In [1]:
import numpy as np
from colored import fore

In [2]:

# Shape of environment
env_rows = 7
env_columns = 7

# 3D numpy array to hold the Q-values for each state and action pair
# 7 x 7 for states and 4 layers for each possible action for each state
# with values of each (state, action) pair initialized to 0
q_values = np.zeros((env_rows, env_columns, 4))

# actions as 0 = up, 1 = right, 2 = down, 3 = left
actions = ['up', 'right', 'down', 'left']

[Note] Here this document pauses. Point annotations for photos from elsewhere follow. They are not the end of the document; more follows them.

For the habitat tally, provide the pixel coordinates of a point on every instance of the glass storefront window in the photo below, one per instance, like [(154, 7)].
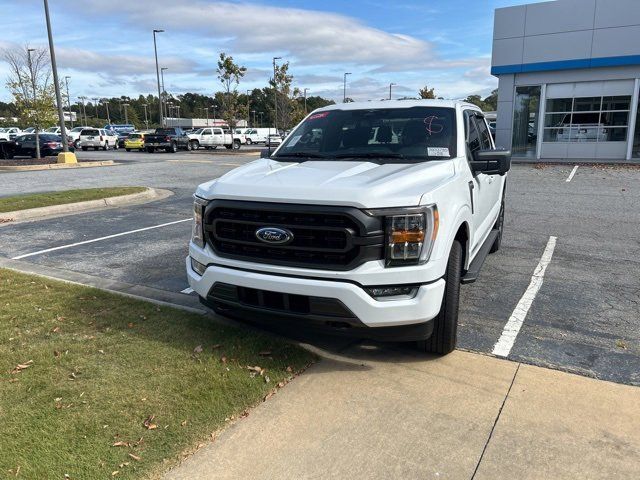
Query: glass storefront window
[(525, 121), (587, 119)]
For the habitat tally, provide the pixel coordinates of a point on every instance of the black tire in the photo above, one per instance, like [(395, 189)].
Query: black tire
[(499, 227), (445, 325)]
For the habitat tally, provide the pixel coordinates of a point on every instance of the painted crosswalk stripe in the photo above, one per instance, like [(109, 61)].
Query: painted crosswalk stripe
[(505, 343)]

# 2D numpy array to hold the rewards for each state. 
# Contains 7 rows and 7 columns (to match the shape of the environment), and each value is initialized to -100.
rewards = np.full((env_rows, env_columns), -100.)
grid = np.full((env_rows, env_columns), fore.DARK_GRAY+"X")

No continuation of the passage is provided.